Most of you are aware that metal connectors are often used to hold things together in a house, much more than in the good old days. The most common one that most people can see in relatively new basements, even decks, is the joist hanger you see in the second photo. Rather than having to sit the joist on a ledge and toenail it to keep it in place, we can now actually hang the joist on the side of a beam, saving lots of vertical space, and that saves money.
More connectors than you imagined
The reality is that there are hundreds of different speciality "connectors", something for just about any imaginable need. Stop and browse a bit the next time you are at the renovation centre. You may discover a piece of hardware that could help in your next job -- and there are many more special ordered for specific construction tasks.

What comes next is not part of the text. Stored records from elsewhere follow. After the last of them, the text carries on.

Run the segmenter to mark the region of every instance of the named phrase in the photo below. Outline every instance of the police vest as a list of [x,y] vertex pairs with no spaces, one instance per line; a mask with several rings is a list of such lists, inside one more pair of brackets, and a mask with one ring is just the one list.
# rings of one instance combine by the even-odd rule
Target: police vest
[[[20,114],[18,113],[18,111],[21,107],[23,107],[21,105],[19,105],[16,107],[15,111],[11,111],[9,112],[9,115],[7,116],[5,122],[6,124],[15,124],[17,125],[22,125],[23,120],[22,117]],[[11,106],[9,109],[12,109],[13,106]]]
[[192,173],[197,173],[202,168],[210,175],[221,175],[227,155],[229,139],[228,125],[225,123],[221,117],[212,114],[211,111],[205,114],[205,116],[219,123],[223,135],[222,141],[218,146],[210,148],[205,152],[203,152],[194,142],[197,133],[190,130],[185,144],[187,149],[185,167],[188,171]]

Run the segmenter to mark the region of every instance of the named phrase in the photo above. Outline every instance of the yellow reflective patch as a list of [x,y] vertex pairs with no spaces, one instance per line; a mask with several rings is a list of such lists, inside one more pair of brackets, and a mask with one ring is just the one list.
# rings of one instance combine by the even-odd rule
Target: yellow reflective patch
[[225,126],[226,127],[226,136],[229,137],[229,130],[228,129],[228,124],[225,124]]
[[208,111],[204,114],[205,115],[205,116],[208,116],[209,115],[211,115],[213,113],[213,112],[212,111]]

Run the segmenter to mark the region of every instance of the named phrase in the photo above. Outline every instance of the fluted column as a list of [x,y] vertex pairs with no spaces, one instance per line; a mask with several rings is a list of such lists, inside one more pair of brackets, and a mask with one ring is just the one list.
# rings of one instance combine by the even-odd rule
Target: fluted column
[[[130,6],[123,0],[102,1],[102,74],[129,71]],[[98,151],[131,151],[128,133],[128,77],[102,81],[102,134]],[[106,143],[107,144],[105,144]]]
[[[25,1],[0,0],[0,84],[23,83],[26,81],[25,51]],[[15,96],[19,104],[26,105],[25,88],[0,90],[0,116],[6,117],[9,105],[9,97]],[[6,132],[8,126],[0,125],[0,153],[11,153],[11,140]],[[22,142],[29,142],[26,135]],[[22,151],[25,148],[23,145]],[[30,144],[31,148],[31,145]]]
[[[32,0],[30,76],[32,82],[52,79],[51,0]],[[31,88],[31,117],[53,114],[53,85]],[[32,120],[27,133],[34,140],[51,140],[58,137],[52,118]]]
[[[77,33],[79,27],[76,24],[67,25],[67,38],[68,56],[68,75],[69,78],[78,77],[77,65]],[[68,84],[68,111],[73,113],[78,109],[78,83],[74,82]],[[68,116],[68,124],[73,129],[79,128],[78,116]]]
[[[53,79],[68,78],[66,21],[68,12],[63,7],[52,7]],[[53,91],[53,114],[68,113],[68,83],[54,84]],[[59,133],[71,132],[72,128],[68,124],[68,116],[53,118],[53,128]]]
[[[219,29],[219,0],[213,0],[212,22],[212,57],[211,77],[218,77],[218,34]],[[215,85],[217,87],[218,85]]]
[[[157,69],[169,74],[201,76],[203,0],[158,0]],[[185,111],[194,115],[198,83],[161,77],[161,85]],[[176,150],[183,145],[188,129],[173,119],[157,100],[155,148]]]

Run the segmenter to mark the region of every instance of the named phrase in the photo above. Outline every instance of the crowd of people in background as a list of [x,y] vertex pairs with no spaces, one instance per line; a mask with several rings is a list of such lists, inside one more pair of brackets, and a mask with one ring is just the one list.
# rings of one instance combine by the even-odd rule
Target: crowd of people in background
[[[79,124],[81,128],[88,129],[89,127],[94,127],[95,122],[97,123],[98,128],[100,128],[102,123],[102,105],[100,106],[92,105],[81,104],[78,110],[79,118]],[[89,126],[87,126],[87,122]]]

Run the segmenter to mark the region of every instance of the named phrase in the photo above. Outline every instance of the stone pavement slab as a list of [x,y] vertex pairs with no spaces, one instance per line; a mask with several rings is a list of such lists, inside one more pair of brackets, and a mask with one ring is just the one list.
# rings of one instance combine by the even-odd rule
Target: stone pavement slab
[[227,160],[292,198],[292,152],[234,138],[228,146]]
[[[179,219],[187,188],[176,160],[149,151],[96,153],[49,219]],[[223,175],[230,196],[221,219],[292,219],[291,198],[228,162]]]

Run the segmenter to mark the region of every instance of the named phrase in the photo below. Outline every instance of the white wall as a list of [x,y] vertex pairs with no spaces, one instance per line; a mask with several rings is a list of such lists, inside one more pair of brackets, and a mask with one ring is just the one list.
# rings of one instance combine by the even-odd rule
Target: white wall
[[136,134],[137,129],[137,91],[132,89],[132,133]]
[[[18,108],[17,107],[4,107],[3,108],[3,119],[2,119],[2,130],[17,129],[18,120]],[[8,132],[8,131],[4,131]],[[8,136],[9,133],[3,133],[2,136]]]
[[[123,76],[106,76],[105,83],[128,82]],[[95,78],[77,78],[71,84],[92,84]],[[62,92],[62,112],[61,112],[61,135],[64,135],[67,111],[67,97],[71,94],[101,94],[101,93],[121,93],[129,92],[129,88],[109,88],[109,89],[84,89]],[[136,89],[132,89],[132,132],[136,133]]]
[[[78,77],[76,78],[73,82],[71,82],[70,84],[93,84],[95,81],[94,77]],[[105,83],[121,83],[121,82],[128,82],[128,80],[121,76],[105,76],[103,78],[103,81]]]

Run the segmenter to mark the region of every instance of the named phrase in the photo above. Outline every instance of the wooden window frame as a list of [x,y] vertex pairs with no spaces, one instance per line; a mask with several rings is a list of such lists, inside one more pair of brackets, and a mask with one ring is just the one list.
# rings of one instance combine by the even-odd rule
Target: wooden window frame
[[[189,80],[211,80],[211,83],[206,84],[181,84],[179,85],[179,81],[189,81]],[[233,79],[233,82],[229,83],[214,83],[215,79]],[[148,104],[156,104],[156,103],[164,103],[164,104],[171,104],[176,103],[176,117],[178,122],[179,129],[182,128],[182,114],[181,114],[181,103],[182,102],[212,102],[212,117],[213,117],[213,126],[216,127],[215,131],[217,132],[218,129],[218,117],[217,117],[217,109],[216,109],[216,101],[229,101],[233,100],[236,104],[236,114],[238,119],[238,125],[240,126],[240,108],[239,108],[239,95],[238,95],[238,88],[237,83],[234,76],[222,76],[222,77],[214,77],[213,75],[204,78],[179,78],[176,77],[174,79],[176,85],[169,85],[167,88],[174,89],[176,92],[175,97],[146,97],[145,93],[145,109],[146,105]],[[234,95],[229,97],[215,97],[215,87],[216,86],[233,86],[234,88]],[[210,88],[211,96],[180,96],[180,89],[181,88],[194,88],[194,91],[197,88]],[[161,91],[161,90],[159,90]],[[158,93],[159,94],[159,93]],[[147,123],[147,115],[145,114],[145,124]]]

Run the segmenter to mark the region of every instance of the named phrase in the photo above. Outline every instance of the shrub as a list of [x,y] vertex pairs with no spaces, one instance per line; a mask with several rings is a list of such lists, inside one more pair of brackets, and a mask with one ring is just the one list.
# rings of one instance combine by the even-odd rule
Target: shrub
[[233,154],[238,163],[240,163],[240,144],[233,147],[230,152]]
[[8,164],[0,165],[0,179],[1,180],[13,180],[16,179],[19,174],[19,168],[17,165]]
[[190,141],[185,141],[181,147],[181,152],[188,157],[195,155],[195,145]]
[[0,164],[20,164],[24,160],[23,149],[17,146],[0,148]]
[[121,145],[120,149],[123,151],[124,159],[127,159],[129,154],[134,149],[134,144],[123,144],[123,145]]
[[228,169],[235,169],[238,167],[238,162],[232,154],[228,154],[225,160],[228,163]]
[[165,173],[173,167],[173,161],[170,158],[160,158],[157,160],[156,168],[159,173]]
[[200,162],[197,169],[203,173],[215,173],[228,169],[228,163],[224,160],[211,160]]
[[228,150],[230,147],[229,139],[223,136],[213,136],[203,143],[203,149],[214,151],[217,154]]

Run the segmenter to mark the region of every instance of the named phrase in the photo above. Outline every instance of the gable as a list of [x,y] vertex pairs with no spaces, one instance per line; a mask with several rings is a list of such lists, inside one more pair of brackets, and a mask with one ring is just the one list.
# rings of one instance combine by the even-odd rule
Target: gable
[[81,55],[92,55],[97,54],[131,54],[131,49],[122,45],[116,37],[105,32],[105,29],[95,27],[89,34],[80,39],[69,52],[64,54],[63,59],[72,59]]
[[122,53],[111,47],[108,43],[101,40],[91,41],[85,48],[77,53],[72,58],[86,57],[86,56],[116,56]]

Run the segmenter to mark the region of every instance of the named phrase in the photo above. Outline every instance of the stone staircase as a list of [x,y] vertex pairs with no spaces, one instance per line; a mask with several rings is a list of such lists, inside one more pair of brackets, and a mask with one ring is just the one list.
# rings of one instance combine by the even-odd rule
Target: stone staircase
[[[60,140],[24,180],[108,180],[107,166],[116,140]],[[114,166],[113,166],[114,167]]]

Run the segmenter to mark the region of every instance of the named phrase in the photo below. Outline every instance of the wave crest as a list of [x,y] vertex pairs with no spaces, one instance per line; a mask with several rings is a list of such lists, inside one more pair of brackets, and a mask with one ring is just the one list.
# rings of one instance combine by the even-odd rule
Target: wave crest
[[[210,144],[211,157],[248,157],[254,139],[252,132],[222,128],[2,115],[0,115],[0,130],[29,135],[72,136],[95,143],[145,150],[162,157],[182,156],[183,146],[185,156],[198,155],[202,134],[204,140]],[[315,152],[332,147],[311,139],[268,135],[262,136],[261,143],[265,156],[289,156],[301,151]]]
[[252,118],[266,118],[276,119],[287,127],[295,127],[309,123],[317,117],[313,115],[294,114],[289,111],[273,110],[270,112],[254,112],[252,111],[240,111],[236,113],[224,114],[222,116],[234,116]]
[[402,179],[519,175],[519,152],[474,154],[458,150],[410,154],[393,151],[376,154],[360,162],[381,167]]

Of special interest to people building decks are the adjustable beam holders, that can actually be screwed up and down. One tip if you are going to sink hardware into concrete pillars and then attach beams to the top, it is almost impossible to line them up by eye. The best thing to do is to attach the beam to the hardware and temporarily brace it into place with the connector floating over the empty Sono tube. Then pour the concrete. That will have every connector in exactly the right place and perfectly in line for the beam, because the beam is already attached.When the concrete is set, remove the temporary bracing. Follow this link for manipulating a connector to help connect a twisted vertical beam to the deck.
Nails must fill the hole
One other tip is that the when a nail or screw goes through the holes in these connectors, it must completely fill the hole to give the planned strength. Simpson even makes special short fat nails designed specifically for some of these connectors. Other ones are designed to have the nails enter at a specific angle for maximum strength, as with the joist hangers. Check the instructions at the renovation centre before banging away with just any nails.